TSN will have to worry about an exodus of its esteemed hockey talent following this season. Is there room for both Chris Cuthbert and Gord Miller at a network with no weekly national hockey broadcasts? I doubt it. Miller has worked at TSN since 1990 and called World Junior games since 2002; however, Cuthbert is TSN’s most valuable voice since he also calls the Grey Cup. I wonder if Miller and Ray Ferraro are a natural choice for Sportsnet’s primary broadcast crew. Another question is where will James Duthie go? Surely not back to SportsCentre. While he’d make sense at the helm of TSN’s CFL coverage that would come at the expense of long time TSN employee Dave Randorf. Maybe he’ll follow the example of fellow highly-touted TSN employees Dan O’Toole and Jay Onrait and look south of the 49th.
Remember the night of November 25th, 2013 everyone. It is a landmark in Canadian sports broadcasting that could lead to Sportsnet becoming the top-rated sports network in Canada. Of course this landmark is really just the latest occurrence in a trend that began in 2010 when Scott Moore left CBC and Keith Pelley left CTV to lead Rogers’ broadcasting division.

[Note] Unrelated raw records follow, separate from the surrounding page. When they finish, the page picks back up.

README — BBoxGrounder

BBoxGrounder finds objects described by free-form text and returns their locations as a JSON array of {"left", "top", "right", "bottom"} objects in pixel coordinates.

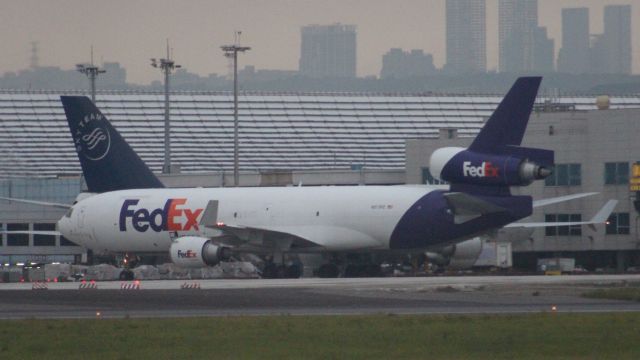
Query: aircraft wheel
[{"left": 119, "top": 269, "right": 135, "bottom": 281}]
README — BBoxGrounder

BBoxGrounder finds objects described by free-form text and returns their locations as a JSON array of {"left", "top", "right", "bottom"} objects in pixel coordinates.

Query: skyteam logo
[
  {"left": 75, "top": 113, "right": 111, "bottom": 161},
  {"left": 462, "top": 161, "right": 500, "bottom": 178}
]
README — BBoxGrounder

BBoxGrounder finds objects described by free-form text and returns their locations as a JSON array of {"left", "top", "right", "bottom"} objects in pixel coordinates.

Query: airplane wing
[
  {"left": 0, "top": 196, "right": 73, "bottom": 209},
  {"left": 505, "top": 200, "right": 618, "bottom": 230},
  {"left": 444, "top": 192, "right": 506, "bottom": 224},
  {"left": 200, "top": 200, "right": 382, "bottom": 250},
  {"left": 0, "top": 230, "right": 61, "bottom": 236}
]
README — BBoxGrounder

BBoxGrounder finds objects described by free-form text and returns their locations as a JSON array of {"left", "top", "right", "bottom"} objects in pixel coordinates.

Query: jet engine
[
  {"left": 426, "top": 237, "right": 482, "bottom": 270},
  {"left": 169, "top": 236, "right": 231, "bottom": 268},
  {"left": 430, "top": 146, "right": 553, "bottom": 186}
]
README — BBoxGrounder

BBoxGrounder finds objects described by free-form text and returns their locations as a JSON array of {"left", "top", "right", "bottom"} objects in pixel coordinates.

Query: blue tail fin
[
  {"left": 60, "top": 96, "right": 164, "bottom": 193},
  {"left": 430, "top": 77, "right": 554, "bottom": 196},
  {"left": 469, "top": 77, "right": 542, "bottom": 154}
]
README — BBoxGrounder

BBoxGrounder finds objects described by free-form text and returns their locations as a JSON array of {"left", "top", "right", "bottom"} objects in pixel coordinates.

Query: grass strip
[{"left": 582, "top": 287, "right": 640, "bottom": 301}]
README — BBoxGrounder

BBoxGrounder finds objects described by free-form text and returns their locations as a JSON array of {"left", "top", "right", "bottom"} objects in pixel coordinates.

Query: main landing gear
[{"left": 261, "top": 255, "right": 303, "bottom": 279}]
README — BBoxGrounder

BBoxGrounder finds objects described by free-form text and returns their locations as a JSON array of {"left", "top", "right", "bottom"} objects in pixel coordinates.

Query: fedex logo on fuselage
[
  {"left": 178, "top": 250, "right": 198, "bottom": 259},
  {"left": 462, "top": 161, "right": 499, "bottom": 177},
  {"left": 120, "top": 199, "right": 204, "bottom": 232}
]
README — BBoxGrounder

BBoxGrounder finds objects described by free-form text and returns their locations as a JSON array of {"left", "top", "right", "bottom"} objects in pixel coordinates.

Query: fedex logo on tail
[
  {"left": 119, "top": 199, "right": 204, "bottom": 232},
  {"left": 462, "top": 161, "right": 500, "bottom": 178}
]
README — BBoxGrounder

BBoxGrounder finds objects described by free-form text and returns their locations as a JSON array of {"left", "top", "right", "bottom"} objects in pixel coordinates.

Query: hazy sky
[{"left": 0, "top": 0, "right": 640, "bottom": 83}]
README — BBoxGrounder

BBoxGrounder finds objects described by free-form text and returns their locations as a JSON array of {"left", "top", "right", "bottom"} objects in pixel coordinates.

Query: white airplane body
[
  {"left": 59, "top": 185, "right": 441, "bottom": 253},
  {"left": 0, "top": 78, "right": 615, "bottom": 275}
]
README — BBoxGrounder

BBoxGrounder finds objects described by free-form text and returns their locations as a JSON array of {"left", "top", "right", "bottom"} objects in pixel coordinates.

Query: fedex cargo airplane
[{"left": 2, "top": 77, "right": 615, "bottom": 277}]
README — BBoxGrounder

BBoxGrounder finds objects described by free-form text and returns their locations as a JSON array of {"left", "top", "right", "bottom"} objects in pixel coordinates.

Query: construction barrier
[
  {"left": 78, "top": 281, "right": 98, "bottom": 290},
  {"left": 120, "top": 281, "right": 140, "bottom": 290}
]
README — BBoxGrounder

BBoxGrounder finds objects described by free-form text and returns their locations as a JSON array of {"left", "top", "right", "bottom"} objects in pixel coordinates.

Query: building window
[
  {"left": 544, "top": 164, "right": 582, "bottom": 186},
  {"left": 607, "top": 213, "right": 629, "bottom": 235},
  {"left": 422, "top": 167, "right": 447, "bottom": 185},
  {"left": 7, "top": 224, "right": 29, "bottom": 246},
  {"left": 33, "top": 224, "right": 56, "bottom": 246},
  {"left": 60, "top": 235, "right": 78, "bottom": 246},
  {"left": 604, "top": 162, "right": 629, "bottom": 185},
  {"left": 544, "top": 214, "right": 582, "bottom": 236}
]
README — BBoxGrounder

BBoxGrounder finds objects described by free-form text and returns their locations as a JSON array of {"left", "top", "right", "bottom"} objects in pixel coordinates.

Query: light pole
[
  {"left": 220, "top": 31, "right": 251, "bottom": 187},
  {"left": 151, "top": 42, "right": 181, "bottom": 174},
  {"left": 76, "top": 46, "right": 107, "bottom": 104}
]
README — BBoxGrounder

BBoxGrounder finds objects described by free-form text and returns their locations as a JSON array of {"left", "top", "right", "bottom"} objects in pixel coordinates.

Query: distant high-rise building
[
  {"left": 604, "top": 5, "right": 631, "bottom": 74},
  {"left": 498, "top": 0, "right": 538, "bottom": 73},
  {"left": 445, "top": 0, "right": 487, "bottom": 73},
  {"left": 531, "top": 26, "right": 555, "bottom": 73},
  {"left": 380, "top": 49, "right": 436, "bottom": 79},
  {"left": 98, "top": 62, "right": 127, "bottom": 89},
  {"left": 300, "top": 24, "right": 356, "bottom": 78},
  {"left": 558, "top": 8, "right": 589, "bottom": 74}
]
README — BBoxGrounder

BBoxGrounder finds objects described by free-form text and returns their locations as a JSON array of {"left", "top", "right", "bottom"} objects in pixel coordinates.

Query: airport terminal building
[{"left": 0, "top": 91, "right": 640, "bottom": 268}]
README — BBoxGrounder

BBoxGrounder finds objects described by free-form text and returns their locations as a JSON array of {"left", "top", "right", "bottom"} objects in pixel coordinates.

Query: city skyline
[{"left": 0, "top": 0, "right": 640, "bottom": 83}]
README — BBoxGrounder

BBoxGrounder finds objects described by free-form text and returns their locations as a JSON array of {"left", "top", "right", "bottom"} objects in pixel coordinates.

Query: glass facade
[
  {"left": 33, "top": 223, "right": 56, "bottom": 246},
  {"left": 606, "top": 212, "right": 630, "bottom": 235},
  {"left": 7, "top": 223, "right": 29, "bottom": 246},
  {"left": 544, "top": 164, "right": 582, "bottom": 186},
  {"left": 604, "top": 162, "right": 629, "bottom": 185},
  {"left": 0, "top": 177, "right": 81, "bottom": 204}
]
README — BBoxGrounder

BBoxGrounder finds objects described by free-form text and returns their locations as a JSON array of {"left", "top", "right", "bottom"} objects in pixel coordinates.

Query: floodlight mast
[
  {"left": 151, "top": 40, "right": 182, "bottom": 174},
  {"left": 76, "top": 46, "right": 107, "bottom": 104},
  {"left": 220, "top": 31, "right": 251, "bottom": 187}
]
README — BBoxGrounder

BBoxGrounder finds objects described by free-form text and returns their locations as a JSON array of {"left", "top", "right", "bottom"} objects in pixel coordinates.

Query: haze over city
[{"left": 0, "top": 0, "right": 640, "bottom": 83}]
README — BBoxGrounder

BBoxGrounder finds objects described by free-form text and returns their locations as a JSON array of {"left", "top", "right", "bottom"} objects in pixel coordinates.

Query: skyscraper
[
  {"left": 380, "top": 48, "right": 436, "bottom": 79},
  {"left": 589, "top": 5, "right": 631, "bottom": 74},
  {"left": 445, "top": 0, "right": 487, "bottom": 73},
  {"left": 498, "top": 0, "right": 553, "bottom": 73},
  {"left": 604, "top": 5, "right": 631, "bottom": 74},
  {"left": 300, "top": 24, "right": 356, "bottom": 78},
  {"left": 558, "top": 8, "right": 589, "bottom": 74}
]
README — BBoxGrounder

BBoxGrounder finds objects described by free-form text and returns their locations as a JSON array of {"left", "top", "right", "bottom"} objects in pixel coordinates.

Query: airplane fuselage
[{"left": 59, "top": 185, "right": 520, "bottom": 252}]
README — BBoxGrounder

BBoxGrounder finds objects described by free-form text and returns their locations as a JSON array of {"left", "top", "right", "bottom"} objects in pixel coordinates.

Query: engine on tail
[
  {"left": 426, "top": 237, "right": 482, "bottom": 270},
  {"left": 169, "top": 236, "right": 231, "bottom": 268},
  {"left": 430, "top": 147, "right": 553, "bottom": 186}
]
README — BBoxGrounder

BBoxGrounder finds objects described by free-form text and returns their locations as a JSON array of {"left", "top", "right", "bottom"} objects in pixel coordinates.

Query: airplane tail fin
[
  {"left": 60, "top": 96, "right": 164, "bottom": 193},
  {"left": 468, "top": 77, "right": 542, "bottom": 154}
]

Burgundy to TSN… While TSN has lost hockey, they have gained Ron Burgundy. That’s right, the fake news anchor from the movie Anchorman. Burgundy, played by Will Ferrell, will join Vic Rauter in the broadcast booth for TSN’s coverage of the first draw of the Olympic Curling Trials on Sunday afternoon. Now, I love Anchorman as much as anybody, but this is a ridiculous ploy for attention. It only promotes the idea that curling needs a gimmick to draw in viewers, which isn’t true in my opinion. Not only is TSN trying this gimmick, but they are doing it at the biggest Canadian curling event on the calendar. But then again, it’s a gimmick that will work because even I will tune in to see what Ferrell knows about curling.

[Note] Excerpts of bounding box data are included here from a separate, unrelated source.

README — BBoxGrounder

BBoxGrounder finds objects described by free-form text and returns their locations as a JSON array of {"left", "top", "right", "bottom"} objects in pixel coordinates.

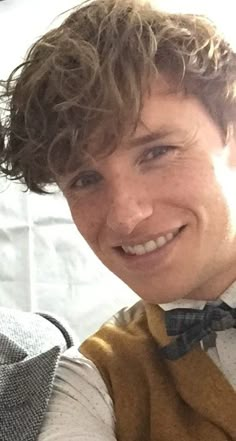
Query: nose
[{"left": 107, "top": 180, "right": 153, "bottom": 235}]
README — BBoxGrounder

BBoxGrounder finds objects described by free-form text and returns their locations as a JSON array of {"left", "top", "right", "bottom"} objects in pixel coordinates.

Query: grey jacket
[{"left": 0, "top": 308, "right": 73, "bottom": 441}]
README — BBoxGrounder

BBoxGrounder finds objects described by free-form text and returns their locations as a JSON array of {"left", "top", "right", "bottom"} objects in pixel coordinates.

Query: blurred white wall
[{"left": 0, "top": 0, "right": 235, "bottom": 340}]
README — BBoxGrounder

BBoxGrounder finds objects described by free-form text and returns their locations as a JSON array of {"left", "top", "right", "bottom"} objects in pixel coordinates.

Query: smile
[{"left": 121, "top": 228, "right": 181, "bottom": 256}]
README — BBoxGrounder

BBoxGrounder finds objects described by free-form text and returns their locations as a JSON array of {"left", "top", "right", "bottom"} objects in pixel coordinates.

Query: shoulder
[{"left": 39, "top": 347, "right": 115, "bottom": 441}]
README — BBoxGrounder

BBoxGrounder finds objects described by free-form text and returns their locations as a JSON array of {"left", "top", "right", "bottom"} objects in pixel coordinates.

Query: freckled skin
[{"left": 63, "top": 82, "right": 236, "bottom": 303}]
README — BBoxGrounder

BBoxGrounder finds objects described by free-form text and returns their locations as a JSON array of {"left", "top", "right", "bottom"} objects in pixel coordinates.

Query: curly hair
[{"left": 0, "top": 0, "right": 236, "bottom": 193}]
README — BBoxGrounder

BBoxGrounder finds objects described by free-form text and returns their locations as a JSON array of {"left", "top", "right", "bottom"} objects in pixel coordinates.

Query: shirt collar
[{"left": 159, "top": 282, "right": 236, "bottom": 311}]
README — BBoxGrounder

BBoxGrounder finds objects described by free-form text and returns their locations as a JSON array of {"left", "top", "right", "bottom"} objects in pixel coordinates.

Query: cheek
[{"left": 67, "top": 197, "right": 102, "bottom": 246}]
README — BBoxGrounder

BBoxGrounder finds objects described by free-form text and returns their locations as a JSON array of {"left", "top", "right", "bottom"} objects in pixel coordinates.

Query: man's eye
[
  {"left": 142, "top": 146, "right": 175, "bottom": 162},
  {"left": 72, "top": 172, "right": 102, "bottom": 190}
]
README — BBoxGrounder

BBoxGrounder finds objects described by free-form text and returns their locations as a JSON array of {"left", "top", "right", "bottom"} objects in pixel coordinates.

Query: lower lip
[{"left": 120, "top": 227, "right": 186, "bottom": 271}]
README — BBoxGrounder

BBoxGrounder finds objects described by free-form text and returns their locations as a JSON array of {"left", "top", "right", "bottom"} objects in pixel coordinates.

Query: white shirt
[{"left": 38, "top": 283, "right": 236, "bottom": 441}]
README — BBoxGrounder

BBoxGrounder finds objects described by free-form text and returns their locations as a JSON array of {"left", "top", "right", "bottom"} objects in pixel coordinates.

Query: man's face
[{"left": 62, "top": 82, "right": 236, "bottom": 303}]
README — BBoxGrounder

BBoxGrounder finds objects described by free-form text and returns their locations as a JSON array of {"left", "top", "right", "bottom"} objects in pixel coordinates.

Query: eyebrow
[{"left": 129, "top": 127, "right": 187, "bottom": 147}]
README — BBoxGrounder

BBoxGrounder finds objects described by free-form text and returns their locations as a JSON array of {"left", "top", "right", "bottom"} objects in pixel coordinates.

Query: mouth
[{"left": 117, "top": 225, "right": 186, "bottom": 257}]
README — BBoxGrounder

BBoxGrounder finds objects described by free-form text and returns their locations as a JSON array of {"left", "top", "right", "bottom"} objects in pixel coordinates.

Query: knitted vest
[{"left": 80, "top": 302, "right": 236, "bottom": 441}]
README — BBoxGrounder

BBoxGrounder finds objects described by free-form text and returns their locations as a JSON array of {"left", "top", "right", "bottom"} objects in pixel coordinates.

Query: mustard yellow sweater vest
[{"left": 80, "top": 302, "right": 236, "bottom": 441}]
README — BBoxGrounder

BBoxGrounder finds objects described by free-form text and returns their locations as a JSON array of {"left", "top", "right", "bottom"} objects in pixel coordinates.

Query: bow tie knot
[{"left": 161, "top": 302, "right": 236, "bottom": 360}]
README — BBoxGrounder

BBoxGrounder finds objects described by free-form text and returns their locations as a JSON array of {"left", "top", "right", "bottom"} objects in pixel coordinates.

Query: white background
[{"left": 0, "top": 0, "right": 236, "bottom": 340}]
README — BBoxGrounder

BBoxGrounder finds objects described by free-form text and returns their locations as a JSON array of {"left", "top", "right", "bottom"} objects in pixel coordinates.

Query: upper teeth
[{"left": 122, "top": 233, "right": 176, "bottom": 256}]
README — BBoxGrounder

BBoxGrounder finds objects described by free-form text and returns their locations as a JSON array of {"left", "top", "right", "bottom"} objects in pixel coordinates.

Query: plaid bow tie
[{"left": 161, "top": 302, "right": 236, "bottom": 360}]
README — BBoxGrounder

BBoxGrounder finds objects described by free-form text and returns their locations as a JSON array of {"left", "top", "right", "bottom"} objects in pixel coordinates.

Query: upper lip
[{"left": 112, "top": 225, "right": 184, "bottom": 248}]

Grey Cup ratings… An average of 4.5 million Canadians tuned into TSN for the 101st Grey Cup from Regina Sunday evening. That makes it the fourth most watched Grey Cup ever on TSN, which is mildly impressive considering it was a blowout by halftime. A ratings peak in the second quarter exemplifies this. But isn’t so impressive when considered that it is the lowest rated Grey Cup on TSN since BBM introduced Portable People Metres to measure audiences in 2009. Ratings are down a million viewers compared to last season, despite a victory for the league’s most popular team. However, regular season CFL ratings were up 4.3% this year.